Não sei quanto tempo José Roberto Arruda vai ficar preso. Provavelmente não será muito. Detido preventivamente para não atrapalhar o andamento do inquérito (leia-se: subornar testemunhas), será solto assim que sua liberdade já não atravancar o lento e solene andamento da justiça. De resto, é consenso geral hoje em dia que a pena de prisão, salvo em casos de periculosidade do bandido, é um absurdo sem pé nem cabeça. Eis aí uma questão sociologicamente importante nesse tipo de crime, chamado de “colarinho branco”: os criminosos são pessoas de unhas limpas, têm todos os dentes e exalam lavanda. Numa palavra, não são periculosos! Isto é: nós não temos medo deles. Diferentemente de um miserável “cheira-cola” que pode ameaçar com uma faca por causa de um celular de 50 reais, esses sujeitos que desviam milhões não alteram nosso comportamento. Não é por causa deles que eletrificamos a casa ou colocamos filtros escuros no carro. E assim eles não causam aquela indignação capaz de produzir linchamentos.

É injusto? É. Mas, ainda pensando sociologicamente, é assim que as coisas são. Esses políticos corruptos são, virtualmente, assassinos repugnantes, porque o dinheiro público que põem no bolso pode ser exatamente aquele que vai faltar na periferia, lá onde a vacina não chega por falta de recursos no orçamento. Mas isso é uma abstração. Na prática, somos incapazes de saber quem exatamente morreu porque o dinheiro faltou no posto de saúde. Diferentemente disso, somos capazes de sentir ódio quando nossa filha, trêmula e apavorada, nos liga para dizer que acabou de ser assaltada num ponto de ônibus por um pé-de-chinelo... É injusto? É. Mas é humano, demasiadamente humano.

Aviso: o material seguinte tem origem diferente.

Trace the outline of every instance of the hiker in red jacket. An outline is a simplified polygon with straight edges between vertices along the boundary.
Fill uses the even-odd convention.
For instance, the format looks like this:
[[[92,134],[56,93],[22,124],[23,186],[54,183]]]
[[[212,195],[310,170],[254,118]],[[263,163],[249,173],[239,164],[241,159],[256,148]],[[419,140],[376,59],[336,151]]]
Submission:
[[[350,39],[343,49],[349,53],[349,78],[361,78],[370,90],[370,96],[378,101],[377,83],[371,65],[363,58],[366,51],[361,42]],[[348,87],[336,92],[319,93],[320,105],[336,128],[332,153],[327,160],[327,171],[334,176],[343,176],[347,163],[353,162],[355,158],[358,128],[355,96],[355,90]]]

Não ficarei com medo quando José Roberto Arruda for solto, a verdade é essa. Se nada de mais acontecer, se o processo se arrastar por anos a fio sem uma condenação, ficarei apenas desolado. Mas que condenação? Na verdade sempre achei que um caso de corrupção deve ser punido com confisco de bens. Chego até a imaginar, para meu deleite, um Paulo Maluf sendo condenado a viver num exíguo apartamento do Projeto Cingapura de autoria dele mesmo quando era governador de São Paulo: sala, dois quartos, cozinha e banheiro. Só. No caso dele, uma deliciosa pena adicional: telhado de Eucatex!

O tom de brincadeira não deve fazer esquecer que estamos vivendo o que pode ser um momento histórico. Normalmente não sou pomposo, mas não posso evitar o tom. Afinal, pela primeira vez na história brasileira, um governador de estado recebe o famoso “teje preso!” por atividades que num passado não muito distante eram capazes de forjar slogans cínicos do tipo “rouba, mas faz!” Segundo noticia a imprensa, o governador de Brasília está revoltado com a injustiça que se abateu sobre si. Afinal, no país do roubo da coisa pública e da impunidade escancarada, por que tudo isso logo com ele? A resposta é simples: porque há sempre um primeiro a pagar o pato. Em termos históricos, isso se chama ruptura; em termos jurídicos, precedente. É a partir daí que se firma uma jurisprudência, que vai daí em diante influir em outros casos. Oxalá tenhamos chegado a esse patamar! É com essa esperança que mais tarde, talvez no mesmo bar, eu grite: “Garçom, desce outra!”